Ya no aguanté más y por toda respuesta me lancé a besar y lamer su cuello. Mis manos se desataron y empecé a frotar su vientre y buscar sus senos. Mi pene ya erecto se frotaba bruscamente contra su espalda. Anita no hacía otra cosa que dejarse hacer, gimiendo, deseándome tanto como yo a ella.
– Contigo Anita… Soñé contigo…
Le di la vuelta y pude ver mejor en sus ojos ovalados de color avellana una lujuria primitiva. Me lancé a comerle la boca, mientras mis manos frotaban sus pechos. Luego, desabotoné la falda que llevaba puesta, y por encima de su ropa interior comencé a frotar su vagina. Me sentí feliz de sentir humedad. Anita también colaboraba en comerme la boca, y en un punto ella misma se quitó la blusa, revelando que no llevaba sostén. Luego, por encima del short que usaba para dormir comenzó a frotarme el pene. La dejé hacer, y luego le indiqué que se pusiera de rodillas. Obedeció, como siempre hacía. Me bajé el boxer y le mostré mi pene totalmente erecto y babeando. Ella, sin esperar más órdenes, se lo metió a la boca, y empezó a mamarlo. No era muy experta, pero su lengua y dientes torpes lo hacían súper excitante. Le ponía empeño. Se lo metía y sacaba rápidamente, mientras con sus manos frotaba mis bolas con gentileza. Luego, le indiqué que quería mi escroto en su boca, y así lo hizo, lamiendo mis bolas con su lengua de una manera indescriptible. Me sentía desmayar.
– ¿Le gusta, señor? – me preguntaba con voz lujuriosa la muy cabrona.
Tras otros pocos minutos de Anita lustrando mi verga frenéticamente sentí que venía el semen. Se lo hice saber y abrió bien su boquita para que lo depositara ahí, pero fue tan grande la explosión que salpiqué su cara y pechos también. Anita juntó el semen salpicado con un dedo y lo volvió a untar en el tronco de mi pene, y luego volvió a mamarmela hasta dejármelo bien limpio.

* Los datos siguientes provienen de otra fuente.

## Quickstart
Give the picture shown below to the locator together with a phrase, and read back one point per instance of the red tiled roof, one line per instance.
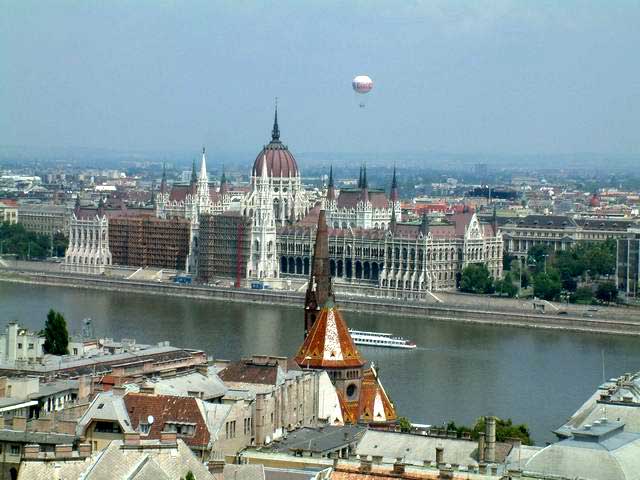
(164, 409)
(179, 192)
(329, 343)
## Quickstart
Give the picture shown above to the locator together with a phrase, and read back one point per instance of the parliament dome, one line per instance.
(279, 160)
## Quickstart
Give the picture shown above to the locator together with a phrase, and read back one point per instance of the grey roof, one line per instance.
(150, 461)
(319, 440)
(272, 473)
(603, 451)
(244, 472)
(416, 449)
(106, 406)
(7, 435)
(181, 385)
(542, 221)
(51, 388)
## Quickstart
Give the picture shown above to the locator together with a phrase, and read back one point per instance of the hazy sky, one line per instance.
(495, 76)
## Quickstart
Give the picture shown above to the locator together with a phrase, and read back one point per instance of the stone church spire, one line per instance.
(319, 289)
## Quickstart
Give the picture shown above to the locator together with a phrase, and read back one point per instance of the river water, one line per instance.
(458, 372)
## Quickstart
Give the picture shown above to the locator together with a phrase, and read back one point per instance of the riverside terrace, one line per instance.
(141, 360)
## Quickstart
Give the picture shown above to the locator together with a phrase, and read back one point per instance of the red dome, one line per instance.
(280, 162)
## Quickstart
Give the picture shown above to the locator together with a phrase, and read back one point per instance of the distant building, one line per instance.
(628, 265)
(362, 207)
(224, 250)
(8, 212)
(88, 250)
(149, 242)
(403, 259)
(45, 219)
(132, 459)
(20, 345)
(558, 232)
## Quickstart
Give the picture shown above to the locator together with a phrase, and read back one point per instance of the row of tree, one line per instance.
(16, 240)
(579, 274)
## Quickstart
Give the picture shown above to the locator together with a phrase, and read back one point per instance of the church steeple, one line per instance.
(163, 182)
(394, 187)
(275, 132)
(331, 189)
(319, 289)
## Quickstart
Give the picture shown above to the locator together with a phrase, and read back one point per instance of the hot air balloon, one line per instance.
(362, 84)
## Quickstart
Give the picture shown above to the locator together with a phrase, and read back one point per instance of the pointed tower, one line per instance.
(394, 196)
(319, 289)
(424, 225)
(203, 184)
(163, 182)
(331, 188)
(224, 183)
(100, 211)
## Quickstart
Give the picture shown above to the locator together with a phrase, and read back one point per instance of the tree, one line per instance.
(405, 424)
(583, 295)
(547, 285)
(538, 255)
(505, 429)
(506, 286)
(476, 279)
(607, 292)
(56, 334)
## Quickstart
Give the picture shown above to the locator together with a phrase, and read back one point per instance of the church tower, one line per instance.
(263, 263)
(319, 288)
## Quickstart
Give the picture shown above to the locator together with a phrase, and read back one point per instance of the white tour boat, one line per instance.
(375, 339)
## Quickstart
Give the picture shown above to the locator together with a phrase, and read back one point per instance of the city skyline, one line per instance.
(490, 77)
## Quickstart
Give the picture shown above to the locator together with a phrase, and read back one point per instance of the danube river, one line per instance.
(458, 372)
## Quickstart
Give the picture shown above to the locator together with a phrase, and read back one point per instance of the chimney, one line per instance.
(148, 389)
(44, 424)
(132, 438)
(19, 424)
(63, 451)
(481, 447)
(84, 450)
(490, 455)
(216, 466)
(118, 390)
(398, 466)
(365, 464)
(30, 451)
(168, 438)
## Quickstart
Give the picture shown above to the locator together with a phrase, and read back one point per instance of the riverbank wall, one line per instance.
(404, 308)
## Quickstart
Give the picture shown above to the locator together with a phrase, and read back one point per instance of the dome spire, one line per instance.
(275, 133)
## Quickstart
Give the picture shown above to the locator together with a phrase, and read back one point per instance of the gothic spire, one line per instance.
(424, 225)
(319, 289)
(331, 189)
(163, 182)
(394, 186)
(203, 167)
(194, 176)
(275, 133)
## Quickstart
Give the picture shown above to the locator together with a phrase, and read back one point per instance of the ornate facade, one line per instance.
(88, 250)
(328, 346)
(286, 194)
(403, 259)
(362, 207)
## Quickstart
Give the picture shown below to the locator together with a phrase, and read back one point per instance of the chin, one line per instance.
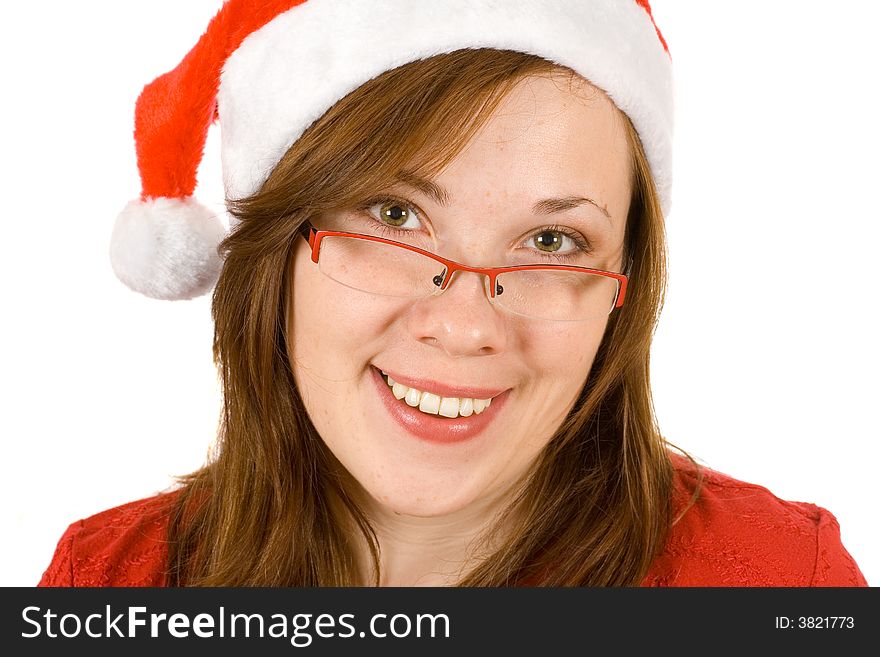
(421, 501)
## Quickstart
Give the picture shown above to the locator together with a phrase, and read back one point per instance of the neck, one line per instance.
(434, 550)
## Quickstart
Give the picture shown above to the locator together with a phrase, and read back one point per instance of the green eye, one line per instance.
(394, 213)
(548, 240)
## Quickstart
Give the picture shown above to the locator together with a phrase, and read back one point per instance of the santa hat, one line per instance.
(267, 69)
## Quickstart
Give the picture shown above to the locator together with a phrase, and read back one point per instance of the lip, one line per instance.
(436, 428)
(445, 390)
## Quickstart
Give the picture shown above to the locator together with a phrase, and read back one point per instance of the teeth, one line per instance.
(399, 390)
(428, 402)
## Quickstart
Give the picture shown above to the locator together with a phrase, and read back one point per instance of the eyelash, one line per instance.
(581, 245)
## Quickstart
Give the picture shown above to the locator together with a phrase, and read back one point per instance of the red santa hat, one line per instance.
(267, 69)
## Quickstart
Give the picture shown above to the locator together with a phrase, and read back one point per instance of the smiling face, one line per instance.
(547, 173)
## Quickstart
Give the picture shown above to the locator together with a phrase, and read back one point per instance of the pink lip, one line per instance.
(436, 428)
(444, 390)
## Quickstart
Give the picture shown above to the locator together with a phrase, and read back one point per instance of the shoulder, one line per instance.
(123, 546)
(740, 534)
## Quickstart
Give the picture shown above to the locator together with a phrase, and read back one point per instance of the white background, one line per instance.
(766, 360)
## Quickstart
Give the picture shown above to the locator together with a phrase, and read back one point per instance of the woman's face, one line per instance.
(550, 141)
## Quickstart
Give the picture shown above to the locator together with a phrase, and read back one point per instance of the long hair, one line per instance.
(274, 507)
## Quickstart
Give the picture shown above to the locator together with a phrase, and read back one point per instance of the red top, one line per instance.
(736, 534)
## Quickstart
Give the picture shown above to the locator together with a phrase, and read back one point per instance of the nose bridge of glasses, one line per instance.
(454, 270)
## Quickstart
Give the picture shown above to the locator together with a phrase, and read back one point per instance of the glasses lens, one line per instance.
(559, 295)
(379, 268)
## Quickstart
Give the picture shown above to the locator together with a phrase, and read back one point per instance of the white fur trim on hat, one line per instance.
(288, 73)
(166, 248)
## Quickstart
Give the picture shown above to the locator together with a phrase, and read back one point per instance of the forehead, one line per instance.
(549, 137)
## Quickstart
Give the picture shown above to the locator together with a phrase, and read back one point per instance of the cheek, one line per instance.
(333, 331)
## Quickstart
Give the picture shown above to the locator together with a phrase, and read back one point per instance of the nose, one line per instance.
(460, 320)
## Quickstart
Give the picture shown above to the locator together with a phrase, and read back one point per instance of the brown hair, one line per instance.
(274, 507)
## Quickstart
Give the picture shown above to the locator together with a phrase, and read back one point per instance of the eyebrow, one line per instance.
(545, 206)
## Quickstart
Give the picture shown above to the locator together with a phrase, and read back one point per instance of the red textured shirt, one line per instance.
(735, 534)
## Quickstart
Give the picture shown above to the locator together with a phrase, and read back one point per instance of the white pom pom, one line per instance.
(166, 248)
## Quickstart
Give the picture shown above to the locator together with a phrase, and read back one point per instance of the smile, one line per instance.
(414, 411)
(429, 402)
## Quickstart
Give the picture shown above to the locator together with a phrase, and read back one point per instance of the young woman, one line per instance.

Después de pasado el momento Anita no se puso la ropa de nuevo. Sólo me sonrió, me dio un beso en la boca y me informó que el desayuno estaría listo en poco tiempo. Se quedó vigilando las sartenes sólo con su calzón puesto y los pechos al aire hasta que su hijo empezó a llorar. Partió rápidamente para atenderlo, mientras yo seguía tratando de reponerme de la sensación de desmayo, viendo hipnotizado sus nalgas morenas redondas y regordetas rebotar sensualmente mientras subía las escaleras.